I've been so involved with doing small work this past year, where so much is pre-planned and it is so much a matter of exercise, increasing skill and getting stuff down in an uncomplicated and quick way. It is a  type of 'sketching' for me. I suspect my brain needed the break from the more involved problems of larger work that spreads across a series rather than one or two pieces. But the work of the smalls has added a new element to the larger work. Honing of skill and identifying a personal vocabulary of subject matter were important by products of the enjoyable work of painting smalls.

There are moments now, familiar to me from years of working this way,  where I freely and impulsively uncap paint tubes, begin to mix large amounts of colour, grab my rags & scrapers and smear the entire painting with paint over something previously carefully painted and then moments later scrape it back to reveal a fragment of the former painting.  It can sometimes lead nowhere but most often the cumulative layers do lead somewhere. It is a matter of trust. Trusting yourself, trusting the process, trusting that it matters.  Lessons important not just for painting.
 In a way, the meaning of  the words 'working process' can be understood  as working instinctively or intuitively; an un-selfconscious and unaffected involvement with materials

I need to remember to allow myself to be guided by this working process as a way of breaking through blocks and during times when the work feels empty.

Saturday, May 18, 2013

The Lost Pears, 24x30in, Oil on Wood Panel

Bringing my two interests together in this painting - my love for paint & abstraction together with traditional still life. This painting has many layers and the surface is scored and scraped back revealing the layers beneath. I am always so much happier painting on a well developed surface like this rather than a perfect white blank canvas. The forms seem to develop more quickly and intuitively when I see them against a textured colourful background.

Friday, May 17, 2013

New Painting

Silver Cup, Oil on Wood Panel, 16x16 inches

I'm still here and getting new work done although my garden is more desirable to spend time in right now. Hope you enjoy the new painting. I love this silver cup.

Monday, April 15, 2013

New Green

Two Cups, Oil on Wood Panel, 18x18 inches

Maintaining a blog is a very difficult thing to do.  I started out doing it to keep a type of journal about my work and the ups & downs of it.  I've been busy painting and gathering supplies in the last month and purposefully neglected posting.  Spring is here and once the gardening season kicks off I will have less time in the studio and so decided to work as much as possible  before the good weather entices me  outdoors.  

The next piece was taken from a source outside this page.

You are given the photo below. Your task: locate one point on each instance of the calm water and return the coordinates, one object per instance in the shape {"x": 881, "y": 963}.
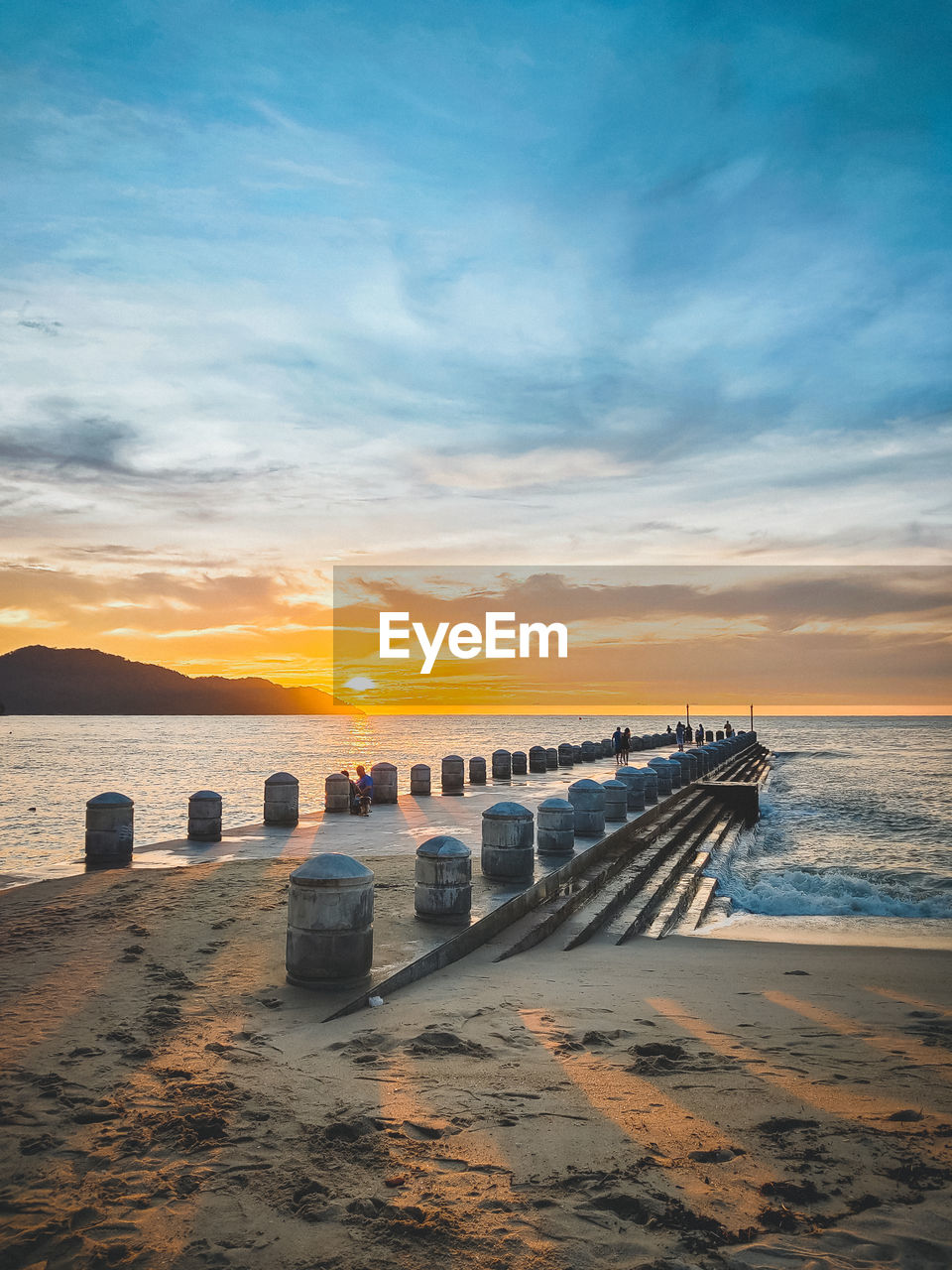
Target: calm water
{"x": 856, "y": 816}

When painting is going well I tend to forget the up and down cycles of a life in art. When it isn't going well I remember them.  It can be a life where you question everything and wonder about the sacrifices made for it.  When I start thinking too much about it I realize it's time for a break. Thankfully gardening season is returning and I need to let my hands get busy without so much thought - I'm actually looking forward to weeding.
Warm spring sun, wet garden, new green shoots - no thoughts.